On Transformations Preserving the Basis Conditions of a Spin Structure Group in Four-Dimensional Super String Theory in Free Fermionic Formulation

TL;DR

This paper proves that certain basis transformations preserve the axioms of a spin structure group in four-dimensional superstring theory, establishing these transformations as generators of the model's discrete symmetry group.

Contribution

It demonstrates that basis transformations preserving axioms generate the entire symmetry group of superstring models in free fermionic formulation.

Findings

Transformations $\Lambda_{m,n}$ preserve the basis axioms.

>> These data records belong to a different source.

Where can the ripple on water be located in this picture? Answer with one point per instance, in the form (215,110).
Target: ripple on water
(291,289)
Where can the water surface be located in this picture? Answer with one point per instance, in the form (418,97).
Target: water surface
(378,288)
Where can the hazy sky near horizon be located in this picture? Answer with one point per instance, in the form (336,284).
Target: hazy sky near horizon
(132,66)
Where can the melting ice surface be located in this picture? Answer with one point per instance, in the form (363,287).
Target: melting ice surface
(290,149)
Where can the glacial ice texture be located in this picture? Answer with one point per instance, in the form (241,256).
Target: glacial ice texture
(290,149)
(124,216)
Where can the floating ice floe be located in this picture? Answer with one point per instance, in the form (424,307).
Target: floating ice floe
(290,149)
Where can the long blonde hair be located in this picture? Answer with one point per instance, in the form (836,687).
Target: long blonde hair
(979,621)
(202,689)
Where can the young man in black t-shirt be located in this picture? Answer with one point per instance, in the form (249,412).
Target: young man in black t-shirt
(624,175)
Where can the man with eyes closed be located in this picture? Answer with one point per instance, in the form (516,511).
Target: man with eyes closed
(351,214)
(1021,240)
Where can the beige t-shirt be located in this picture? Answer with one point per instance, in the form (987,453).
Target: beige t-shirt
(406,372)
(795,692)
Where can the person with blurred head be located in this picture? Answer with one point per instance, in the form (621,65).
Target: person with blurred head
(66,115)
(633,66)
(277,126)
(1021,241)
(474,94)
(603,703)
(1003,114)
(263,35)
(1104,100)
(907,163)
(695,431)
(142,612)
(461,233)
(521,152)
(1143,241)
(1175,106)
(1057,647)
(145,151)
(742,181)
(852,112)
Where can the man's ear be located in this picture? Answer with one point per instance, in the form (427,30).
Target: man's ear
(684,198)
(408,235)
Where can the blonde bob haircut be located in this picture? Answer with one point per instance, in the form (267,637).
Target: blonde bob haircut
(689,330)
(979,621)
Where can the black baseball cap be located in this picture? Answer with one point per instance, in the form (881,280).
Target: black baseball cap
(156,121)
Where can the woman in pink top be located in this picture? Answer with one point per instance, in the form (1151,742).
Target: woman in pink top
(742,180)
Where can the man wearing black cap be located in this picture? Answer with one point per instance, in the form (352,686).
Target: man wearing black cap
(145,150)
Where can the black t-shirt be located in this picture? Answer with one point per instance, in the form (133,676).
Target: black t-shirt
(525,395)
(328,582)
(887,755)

These transformations generate all nondegenerate basis transformations.

The axioms define the symmetry group of the superstring models.

Abstract

Let $\Xi$ stand for a finite abelian spin structure group of four-dimensional superstring theory in free fermionic formulation whose elements are 64-dimensional vectors (spin structure vectors) with rational entries belonging to $\rbrack -1,\, 1\rbrack $ and the group operation is the $mod\, \, 2 $ entry by entry summation $\oplus $ of these vectors. Let $B=\{b_i,\, i= 1,\cdots ,k+1\}$ be a set of spin structure vectors such that $b_i$ have only entries 0 and 1 for any $\, i= 1,\cdots ,k$, while $b_{k+1}$ is allowed to have any rational entries belonging to $\rbrack -1,\, 1\rbrack $ with even $N_{k+1}$, where $N_{k+1}$ stands for the least positive integer such that $N_{k+1}b_{k+1}= 0\,mod\,2$. Let $B$ be a basis of $\Xi$, i.e., let $B$ generate $\Xi$, and let $\Lambda_{m, n}$ stand for the transformation of $B$ which replaces $b_n$ by $b_m\oplus b_n$ for any $m \ne k+1$, $n \ne 1$, $m \ne n$. We prove that if $B$ satisfies the axioms for a basis of spin structure group $\Xi$, then $B'=\Lambda_{m, n}B$ also satisfies the axioms. Since the transformations $\Lambda_{m,n}$ for different $m$ and $n$ generate all nondegenerate transformations of the basis $B$ that preserve the vector $b_1$ and a single vector $ b_{k+1} $ with general rational entries, we conclude that the axioms are conditions for the whole group $\Xi$ and not just conditions for a particular choice of its basis. Hence, these transformations generate the discrete symmetry group of four-dimensional superstring models in free fermionic formulation.